「ニノちゃん、荷物は?」
「あ。さとしが持ってくれてる」
「そっか。カイロとか持ってる?」
「え?いる?」
「大丈夫!カイロもハーフサイズの毛布もしょーちゃんがトランクに積んでたから」
ニコニコの相葉さんに手を引かれながら歩いて、そんなこと言われて焦る。
俺たち何にも用意してこなかったけど、申し訳なかったな。俺って気が利かないなって、ちょっと落ち込んで。
「なんか、全部お任せにしちゃってごめんなさい」
謝ったら、さとしがぎゅっと俺の手を握りながら言った。
「相葉ちゃんはね、そうゆうの気にしないから大丈夫。翔くんしっかりしてるから、色々準備したのはたぶん翔くんだよ」
えー!やっぱ分かるかあ。なんて言いながら、ニコニコ歩く相葉さんは、本当にご機嫌で。
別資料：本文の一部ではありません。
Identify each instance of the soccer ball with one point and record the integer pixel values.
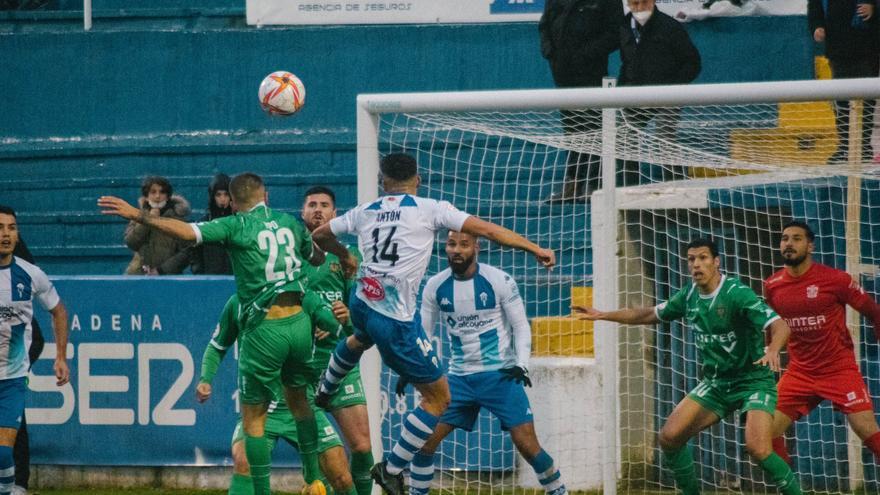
(282, 93)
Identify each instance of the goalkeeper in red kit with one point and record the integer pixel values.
(812, 299)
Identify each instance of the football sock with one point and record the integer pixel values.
(782, 474)
(421, 473)
(681, 463)
(341, 362)
(259, 455)
(781, 450)
(548, 475)
(241, 485)
(873, 443)
(417, 427)
(307, 436)
(7, 470)
(361, 462)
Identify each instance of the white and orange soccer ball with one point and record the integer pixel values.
(282, 93)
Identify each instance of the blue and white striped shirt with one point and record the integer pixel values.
(484, 317)
(20, 284)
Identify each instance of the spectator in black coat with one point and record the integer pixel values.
(654, 50)
(576, 38)
(850, 31)
(210, 258)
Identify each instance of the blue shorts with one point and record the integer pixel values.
(12, 401)
(403, 344)
(505, 399)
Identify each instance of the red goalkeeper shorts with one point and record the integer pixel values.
(799, 392)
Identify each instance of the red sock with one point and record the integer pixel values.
(873, 443)
(781, 450)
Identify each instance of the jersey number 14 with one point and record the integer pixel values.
(389, 247)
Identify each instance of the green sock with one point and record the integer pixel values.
(361, 462)
(351, 491)
(307, 434)
(782, 474)
(681, 463)
(241, 485)
(260, 458)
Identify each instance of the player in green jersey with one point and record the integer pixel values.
(267, 250)
(349, 406)
(279, 421)
(728, 321)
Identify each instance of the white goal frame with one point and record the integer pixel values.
(607, 202)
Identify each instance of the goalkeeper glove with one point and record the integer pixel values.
(519, 374)
(400, 388)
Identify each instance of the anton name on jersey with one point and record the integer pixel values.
(806, 323)
(388, 216)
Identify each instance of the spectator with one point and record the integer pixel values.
(576, 38)
(21, 451)
(155, 251)
(211, 259)
(849, 29)
(654, 50)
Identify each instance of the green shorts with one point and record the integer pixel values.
(276, 349)
(280, 424)
(350, 392)
(723, 397)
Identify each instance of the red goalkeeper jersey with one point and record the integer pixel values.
(814, 306)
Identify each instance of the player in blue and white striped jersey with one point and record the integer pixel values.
(20, 284)
(486, 321)
(395, 235)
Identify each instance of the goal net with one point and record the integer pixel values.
(617, 182)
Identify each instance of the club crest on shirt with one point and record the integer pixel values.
(373, 289)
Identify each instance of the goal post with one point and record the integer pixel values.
(730, 161)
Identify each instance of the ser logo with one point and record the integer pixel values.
(516, 7)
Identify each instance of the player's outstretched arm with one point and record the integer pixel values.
(779, 333)
(478, 227)
(325, 239)
(867, 307)
(111, 205)
(629, 316)
(59, 326)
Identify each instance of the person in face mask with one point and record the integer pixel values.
(654, 50)
(155, 252)
(211, 259)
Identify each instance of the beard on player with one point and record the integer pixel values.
(791, 257)
(459, 263)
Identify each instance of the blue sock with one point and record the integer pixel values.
(7, 470)
(421, 473)
(417, 427)
(341, 362)
(548, 475)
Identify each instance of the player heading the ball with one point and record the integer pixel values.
(396, 236)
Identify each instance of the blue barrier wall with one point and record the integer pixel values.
(173, 92)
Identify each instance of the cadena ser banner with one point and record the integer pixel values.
(135, 353)
(262, 12)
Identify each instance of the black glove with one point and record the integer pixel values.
(518, 374)
(400, 388)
さとしも楽しそうに笑ってるから、そっか良いのかって思った。
マンションのエントランスに停まってたのは、綺麗なイエローグリーンのコンパクトカー。
街乗りにはちょうど良くて、相葉さんの雰囲気にぴったりの明るい色だった。
「こんにちは.....いや、こんばんはかな?あ、荷物トランクに入れられるもの預かります」
櫻井さんがトランクを開けながら、こっちに挨拶をしてくれる。
お休みの日の櫻井さんに会うといつも思うけど、この人って本当に優等生なんだなあってこと。
着ている服が物語るっていうか、長く着れるきちんとしたお店のスタンダードな物をよく着てて、それが櫻井さんの雰囲気によく似合ってるんだよね。
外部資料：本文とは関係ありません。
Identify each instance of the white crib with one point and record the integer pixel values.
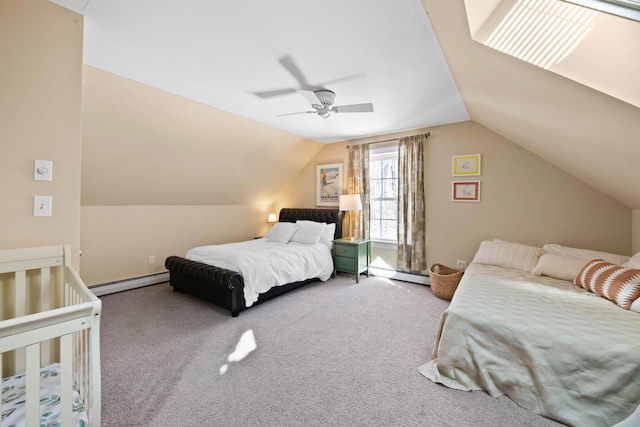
(49, 322)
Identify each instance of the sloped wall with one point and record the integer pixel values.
(523, 197)
(162, 174)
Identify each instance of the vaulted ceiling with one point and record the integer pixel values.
(418, 69)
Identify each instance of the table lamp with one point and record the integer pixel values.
(349, 203)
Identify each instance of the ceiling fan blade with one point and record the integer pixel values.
(353, 108)
(272, 93)
(310, 96)
(289, 64)
(299, 112)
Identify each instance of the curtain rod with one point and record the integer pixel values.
(428, 134)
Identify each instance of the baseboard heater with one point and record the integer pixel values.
(400, 275)
(128, 284)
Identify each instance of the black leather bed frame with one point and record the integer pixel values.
(225, 287)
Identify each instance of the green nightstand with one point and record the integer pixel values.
(351, 256)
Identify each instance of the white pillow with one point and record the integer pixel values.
(507, 255)
(308, 232)
(558, 267)
(327, 235)
(585, 254)
(281, 232)
(634, 262)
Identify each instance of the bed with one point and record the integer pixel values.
(226, 286)
(556, 348)
(49, 340)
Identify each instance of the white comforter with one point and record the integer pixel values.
(265, 264)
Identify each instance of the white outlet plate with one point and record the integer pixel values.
(43, 170)
(41, 205)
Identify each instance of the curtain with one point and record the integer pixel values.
(358, 183)
(411, 206)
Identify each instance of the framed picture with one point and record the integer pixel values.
(467, 165)
(465, 191)
(328, 184)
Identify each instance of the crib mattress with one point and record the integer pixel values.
(14, 405)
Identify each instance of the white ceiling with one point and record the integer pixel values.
(227, 53)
隣にいる相葉さんが、かなり個性的なおしゃれをしてるから、なんか並んでると面白い。
ただね、2人ともスタイル良くてイケメンだから、モデルみたいに見えるんだよね。
特に相葉さんは、顔ちっさくて手足が長い理想的なスタイルなんだもん。本当にうらやましいよ。
俺なんて背は低いし、腕が短いから大体の服は袖が長いし、色も白いから女の子に間違えられるし。
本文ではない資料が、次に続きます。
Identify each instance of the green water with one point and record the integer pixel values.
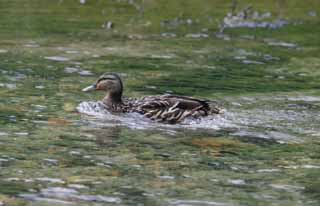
(264, 150)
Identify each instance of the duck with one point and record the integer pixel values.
(165, 108)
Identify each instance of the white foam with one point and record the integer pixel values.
(138, 121)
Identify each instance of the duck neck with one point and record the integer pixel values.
(113, 100)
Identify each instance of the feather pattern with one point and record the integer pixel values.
(170, 108)
(165, 108)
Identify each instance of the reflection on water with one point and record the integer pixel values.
(278, 121)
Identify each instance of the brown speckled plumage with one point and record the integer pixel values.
(164, 108)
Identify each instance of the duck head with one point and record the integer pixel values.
(111, 84)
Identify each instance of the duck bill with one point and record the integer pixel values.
(90, 88)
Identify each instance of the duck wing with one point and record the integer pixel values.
(172, 108)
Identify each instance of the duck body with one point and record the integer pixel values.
(163, 108)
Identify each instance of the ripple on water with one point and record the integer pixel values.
(136, 121)
(63, 194)
(253, 117)
(197, 203)
(57, 58)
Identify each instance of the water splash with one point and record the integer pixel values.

不思議なんだけど、同じような身長で同じような体格のさとしは、女の子に間違えられたりしないの。
さとしは、手足がスラッとしてるし、細マッチョだから腹筋とか割れてるし、全体的に男らしいんだけどさ。
なんかね、俺ってどうなのよとか.....思う時もあるんだよね。
「和、どうした?」
「へ?」
「や、話しかけたのに返事しないから、どうかしたのかと思ったんだけど......」
「ん。ごめん、ちょっとボーッとしてた」
「大丈夫か?」
「うん。おせち作ってバタバタしてたからかな?」
「えーーー!!ニノちゃんおせち作ったの?」
「うん」
「すげー!!マジですげー!!」
すごいすごいと騒ぎ始めた相葉さんを、スッとエスコートして翔さんが車の助手席に乗せた。
鮮やかだなあって見てたら、パチンとウインクされて
「さ、行こっか。乗って乗って」
って、爽やか王子なスマイルで言われた。